Anyway, that’s how I would look at it. My wife and I both are big fans of boats and horses. But we like boats more. One reason is because they don’t eat as much! I can’t get mad at you about either one, but right now you’ve got three things pulling at you as financial priorities — home ownership, a boat and three horses. They’re all pulling at you, and they’re pulling at each other and limiting each other.

Of course, you can always buy a lot less in house. But what it really comes down to is what’s most important to you. That’s the big question, and it’s one that only you can answer. —Dave

Dear Dave,

I don’t understand why you don’t like it when people properly manage their credit cards and pay them off every month. By doing this, you pay no interest and in my case I even got a free trip to Europe from using my credit card. Please explain.

Patrick

Dear Patrick,

I truly doubt that I can explain it to your satisfaction, but here goes. First, the credit card company did not give you a free trip to Europe. They’re not going to lose money on transaction after transaction, year after year. The fallacy is that you feel like you’ve outsmarted a multi-billion dollar company that studies human behavior at incredible levels.

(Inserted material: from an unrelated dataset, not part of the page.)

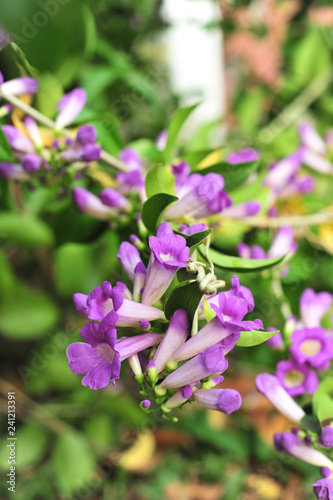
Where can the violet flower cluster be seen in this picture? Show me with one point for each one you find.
(310, 346)
(177, 368)
(38, 157)
(311, 447)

You maybe, possibly came out ahead against them during that particular calendar year, but even that’s debatable.

Over the course of your life, you’ll spend more when using credit cards as opposed to cash. There’s plenty of research proving this to be fact. If you use a credit card repeatedly with the idea that you’re getting a free trip to Europe because you’re building up your miles, you spend more. An example would be McDonald’s. When they started taking credit cards years ago, they found that the people using them spent 47 percent more.

In a good way, you are very unusual. You’re not playing over in the stupid zone like most people who use credit cards. But both I and the credit card companies have found that, on average, your behavior would put you in a class of less than one-half of one percent of their customers. Can 0.5 percent of people handling snakes manage not to get bitten? Sure. But that doesn’t mean I’m going to start recommending snakes!